Kabukla birlikte, mantonun, katı ve elastik olan dış kısmından oluşan katmana, litosfer denir. Litosferin hemen altında, sismik dalgaların hızında, bir artış vardır. Kaya tipinin, görece az yoğundan, çok yoğuna geçişine işaret eden bu sıçrama bölgesine, Mohorovicic süreksizliği deniyor. Bu süreksizliğin, kıtalar altındaki, 15-20 km ila, 70-80 km arasında değişen ortalama derinliği, 35 km. Okyanusların altında ise, tabanın 7 km altındadır. Dolayısıyla, dünyaya göre litosferin kalınlığı, yaklaşık olarak, yumurtaya göre, kabuğunun kalınlığı kadar incedir. Geçmişte, yerkabuğunda bir delik açarak, manto'ya ulaşma önerileri yapılmıştı. Sovyetler Birliği zamanında, Kola Yarımadası'nda, bu amaçla bir delik açılmaya çalışılmıştır.

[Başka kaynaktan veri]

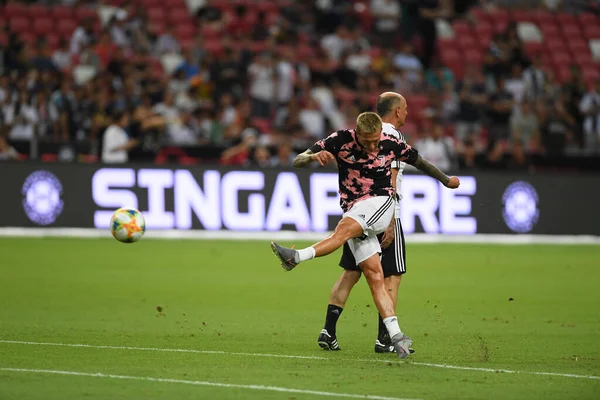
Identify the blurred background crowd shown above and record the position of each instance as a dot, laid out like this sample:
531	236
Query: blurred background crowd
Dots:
489	84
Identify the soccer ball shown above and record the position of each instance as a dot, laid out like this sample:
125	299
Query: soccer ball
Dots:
127	225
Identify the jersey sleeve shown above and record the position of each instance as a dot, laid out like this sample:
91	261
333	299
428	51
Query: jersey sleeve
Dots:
331	143
405	153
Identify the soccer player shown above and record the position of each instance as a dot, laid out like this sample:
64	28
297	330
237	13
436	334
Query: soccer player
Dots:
393	254
364	156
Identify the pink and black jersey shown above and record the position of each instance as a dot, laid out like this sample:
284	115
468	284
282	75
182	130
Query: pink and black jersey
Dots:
363	175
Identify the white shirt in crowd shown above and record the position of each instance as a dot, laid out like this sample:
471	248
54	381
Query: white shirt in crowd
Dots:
389	8
114	136
313	122
285	86
591	123
262	82
79	40
23	123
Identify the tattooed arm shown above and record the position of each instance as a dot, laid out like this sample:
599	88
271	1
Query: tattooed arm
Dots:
306	158
425	166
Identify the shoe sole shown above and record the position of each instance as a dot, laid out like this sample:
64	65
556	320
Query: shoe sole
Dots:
283	263
326	346
403	353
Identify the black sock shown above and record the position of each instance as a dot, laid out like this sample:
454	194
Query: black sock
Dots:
382	335
333	313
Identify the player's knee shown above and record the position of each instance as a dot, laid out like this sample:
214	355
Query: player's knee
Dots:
351	277
373	276
347	229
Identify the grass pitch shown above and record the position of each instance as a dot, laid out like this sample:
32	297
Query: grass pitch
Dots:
520	308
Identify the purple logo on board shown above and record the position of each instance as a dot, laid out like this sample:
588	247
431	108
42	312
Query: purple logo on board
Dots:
520	207
41	197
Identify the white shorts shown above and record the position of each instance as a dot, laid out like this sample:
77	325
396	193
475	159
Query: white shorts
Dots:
374	215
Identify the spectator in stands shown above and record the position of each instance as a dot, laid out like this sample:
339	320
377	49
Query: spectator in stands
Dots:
387	19
496	60
262	85
240	153
590	109
227	75
573	90
82	35
7	152
21	117
437	148
499	112
47	112
211	15
116	143
61	56
438	76
312	119
407	61
261	157
556	130
41	58
284	157
535	79
472	96
524	128
169	112
515	84
167	43
118	30
334	44
105	48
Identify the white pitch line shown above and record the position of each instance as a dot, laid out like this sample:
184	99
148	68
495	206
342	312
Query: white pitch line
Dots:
445	366
203	383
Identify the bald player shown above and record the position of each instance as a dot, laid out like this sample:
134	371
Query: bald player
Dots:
392	109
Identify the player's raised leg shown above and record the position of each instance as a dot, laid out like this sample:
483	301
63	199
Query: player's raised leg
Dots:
348	228
337	301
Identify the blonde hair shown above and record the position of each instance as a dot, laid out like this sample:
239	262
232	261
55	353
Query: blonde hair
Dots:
368	122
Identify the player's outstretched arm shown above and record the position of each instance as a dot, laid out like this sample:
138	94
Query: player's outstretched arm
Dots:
308	157
425	166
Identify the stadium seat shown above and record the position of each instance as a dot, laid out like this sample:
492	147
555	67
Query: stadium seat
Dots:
15	10
179	16
63	12
38	11
20	24
82	13
467	42
571	31
185	31
156	14
564	18
473	57
461	29
543	17
588	19
43	26
66	27
562	73
262	124
591	31
561	57
590	73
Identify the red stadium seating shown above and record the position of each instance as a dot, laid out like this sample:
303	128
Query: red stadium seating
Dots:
39	11
43	26
20	24
13	10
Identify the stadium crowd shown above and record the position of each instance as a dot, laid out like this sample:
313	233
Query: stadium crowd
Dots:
252	82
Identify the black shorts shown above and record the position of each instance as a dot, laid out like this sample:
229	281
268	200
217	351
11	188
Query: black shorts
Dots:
393	258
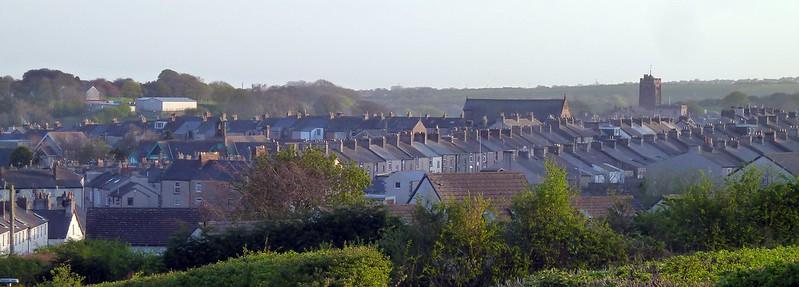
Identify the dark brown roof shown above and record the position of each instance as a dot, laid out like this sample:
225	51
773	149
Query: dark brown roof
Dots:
140	226
598	206
498	187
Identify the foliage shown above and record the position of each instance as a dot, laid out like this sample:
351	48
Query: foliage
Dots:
738	214
551	233
27	270
21	156
62	276
100	260
292	183
336	227
701	268
452	244
781	274
350	266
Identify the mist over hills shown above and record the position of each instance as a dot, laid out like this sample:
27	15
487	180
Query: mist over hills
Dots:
45	95
585	98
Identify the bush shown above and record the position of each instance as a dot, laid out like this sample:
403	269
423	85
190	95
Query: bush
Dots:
101	260
27	270
552	234
336	228
784	274
701	268
350	266
452	244
741	213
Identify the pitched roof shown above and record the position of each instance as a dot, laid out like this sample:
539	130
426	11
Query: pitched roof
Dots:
498	187
491	108
57	222
140	226
221	170
42	178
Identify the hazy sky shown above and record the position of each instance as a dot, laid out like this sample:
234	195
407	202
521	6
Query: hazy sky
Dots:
379	43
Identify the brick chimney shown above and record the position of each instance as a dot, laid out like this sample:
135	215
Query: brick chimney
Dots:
570	148
597	145
379	141
25	203
206	156
540	152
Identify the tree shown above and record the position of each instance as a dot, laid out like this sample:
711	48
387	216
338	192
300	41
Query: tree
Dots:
62	276
551	233
452	244
128	88
21	156
291	183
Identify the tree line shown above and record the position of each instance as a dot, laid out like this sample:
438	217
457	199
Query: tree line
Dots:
45	95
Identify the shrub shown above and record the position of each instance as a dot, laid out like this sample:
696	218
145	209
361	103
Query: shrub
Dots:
783	274
27	270
350	266
101	260
337	227
701	268
551	233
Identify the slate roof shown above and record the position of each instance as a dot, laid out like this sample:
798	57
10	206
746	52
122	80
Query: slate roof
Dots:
57	222
5	156
29	178
498	187
221	170
140	226
27	217
491	108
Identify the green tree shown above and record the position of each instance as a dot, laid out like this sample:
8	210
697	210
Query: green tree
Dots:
62	276
452	244
551	233
291	183
21	156
129	88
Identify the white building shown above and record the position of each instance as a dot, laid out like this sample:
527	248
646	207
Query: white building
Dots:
164	104
30	230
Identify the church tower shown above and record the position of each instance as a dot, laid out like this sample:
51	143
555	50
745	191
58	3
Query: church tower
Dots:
649	92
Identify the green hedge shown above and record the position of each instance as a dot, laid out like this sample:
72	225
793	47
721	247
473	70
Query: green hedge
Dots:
783	274
350	266
701	268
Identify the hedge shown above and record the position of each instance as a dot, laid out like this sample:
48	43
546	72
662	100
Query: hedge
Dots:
350	266
783	274
699	269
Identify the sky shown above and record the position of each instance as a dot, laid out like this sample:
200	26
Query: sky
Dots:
367	44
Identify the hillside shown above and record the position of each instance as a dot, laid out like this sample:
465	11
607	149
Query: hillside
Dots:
588	98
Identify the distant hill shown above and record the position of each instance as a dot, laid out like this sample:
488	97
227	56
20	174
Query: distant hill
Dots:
588	98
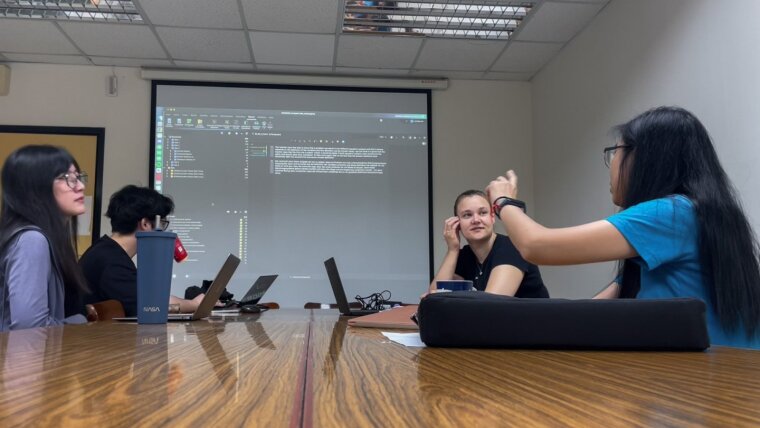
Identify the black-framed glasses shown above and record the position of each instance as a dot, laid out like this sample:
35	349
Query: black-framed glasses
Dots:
71	178
609	153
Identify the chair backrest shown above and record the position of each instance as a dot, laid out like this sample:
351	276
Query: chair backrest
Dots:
105	310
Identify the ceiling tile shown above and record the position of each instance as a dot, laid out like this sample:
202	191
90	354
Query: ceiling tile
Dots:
118	40
193	13
439	54
526	57
290	48
205	45
558	22
437	74
227	66
49	59
293	68
377	52
130	62
27	36
523	77
297	16
372	71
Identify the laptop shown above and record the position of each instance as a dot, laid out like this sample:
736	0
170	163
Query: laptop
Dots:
209	300
340	294
257	290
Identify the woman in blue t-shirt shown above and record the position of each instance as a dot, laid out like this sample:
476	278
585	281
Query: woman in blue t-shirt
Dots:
681	231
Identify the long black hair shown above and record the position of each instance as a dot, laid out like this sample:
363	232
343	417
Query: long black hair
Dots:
669	153
28	200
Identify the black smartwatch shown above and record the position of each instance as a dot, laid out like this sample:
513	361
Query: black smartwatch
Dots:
503	201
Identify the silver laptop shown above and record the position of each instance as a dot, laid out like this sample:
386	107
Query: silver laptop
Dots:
209	300
257	290
339	292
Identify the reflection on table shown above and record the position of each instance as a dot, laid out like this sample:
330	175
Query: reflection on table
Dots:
308	368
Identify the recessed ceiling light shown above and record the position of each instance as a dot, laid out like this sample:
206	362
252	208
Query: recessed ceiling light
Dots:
463	19
72	10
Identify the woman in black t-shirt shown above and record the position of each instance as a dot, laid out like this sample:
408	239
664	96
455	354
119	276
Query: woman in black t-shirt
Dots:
490	260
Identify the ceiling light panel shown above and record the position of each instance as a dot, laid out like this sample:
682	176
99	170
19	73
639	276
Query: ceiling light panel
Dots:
462	19
72	10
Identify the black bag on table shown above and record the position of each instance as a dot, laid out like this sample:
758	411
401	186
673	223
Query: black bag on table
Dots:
469	319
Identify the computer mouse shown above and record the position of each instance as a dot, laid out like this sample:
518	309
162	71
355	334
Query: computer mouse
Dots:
250	309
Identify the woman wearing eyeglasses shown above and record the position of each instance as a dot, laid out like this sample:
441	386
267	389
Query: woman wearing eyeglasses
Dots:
43	192
681	231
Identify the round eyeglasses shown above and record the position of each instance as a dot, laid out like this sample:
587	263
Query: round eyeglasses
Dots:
72	178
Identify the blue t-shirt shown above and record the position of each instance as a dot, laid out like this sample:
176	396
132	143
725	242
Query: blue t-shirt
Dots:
664	233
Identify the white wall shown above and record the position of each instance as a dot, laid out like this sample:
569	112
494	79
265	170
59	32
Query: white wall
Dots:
479	128
637	54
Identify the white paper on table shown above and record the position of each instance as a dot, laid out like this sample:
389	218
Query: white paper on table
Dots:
411	340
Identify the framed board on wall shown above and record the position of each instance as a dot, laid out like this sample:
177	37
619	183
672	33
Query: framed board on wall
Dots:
86	145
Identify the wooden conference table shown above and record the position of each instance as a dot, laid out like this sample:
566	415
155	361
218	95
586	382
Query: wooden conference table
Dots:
308	368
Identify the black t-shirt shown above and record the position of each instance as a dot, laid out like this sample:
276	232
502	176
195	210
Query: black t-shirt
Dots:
502	253
111	274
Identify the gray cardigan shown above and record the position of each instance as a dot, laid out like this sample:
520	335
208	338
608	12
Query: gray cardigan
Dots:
31	290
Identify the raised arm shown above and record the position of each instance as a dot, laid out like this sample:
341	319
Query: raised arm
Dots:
593	242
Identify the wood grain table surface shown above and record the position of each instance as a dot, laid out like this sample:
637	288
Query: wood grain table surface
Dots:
308	368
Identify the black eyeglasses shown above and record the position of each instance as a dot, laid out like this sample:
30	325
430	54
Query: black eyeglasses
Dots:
72	178
609	153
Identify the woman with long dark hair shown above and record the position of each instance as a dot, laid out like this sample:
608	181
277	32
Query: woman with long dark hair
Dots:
681	231
41	284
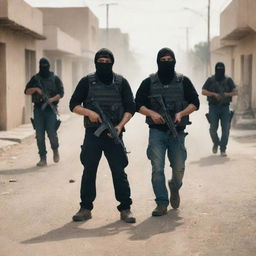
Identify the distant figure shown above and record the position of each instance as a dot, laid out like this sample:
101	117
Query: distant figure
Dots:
166	98
46	90
219	90
106	101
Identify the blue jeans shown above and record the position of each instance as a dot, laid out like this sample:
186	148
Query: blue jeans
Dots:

Ancak, maliyetler, derinlikle birlikte, üstel olarak arttığından, 12 km' den sonra terk edilmiştir.

Kabuğun
ardından, ağırlıklı olarak demir ve magnezyum silikatlarından oluşan 2900 km kalınlığındaki manto geliyor.
Derinlikle birlikte, sıcaklık ve basınç artıyor. Kabuğun 100-200 km altındaki sıcaklık, kayaların ergime noktasına yakın. Ancak, basınç yüksek olduğundan, kayalar tümü ile eriyemiyor. Ve katı ile sıvı arasında, viskozitesi yüksek ve akışkanlığı az, plastik bir halde bulunuyor. Litosferde bir çatlak veya oyuğun oluşması halinde, atmosferin düşük basıncıyla karşılaştıklarında, hızla eriyip dışarı fışkırıyor ve volkan etkinliklerine yol açıyorlar.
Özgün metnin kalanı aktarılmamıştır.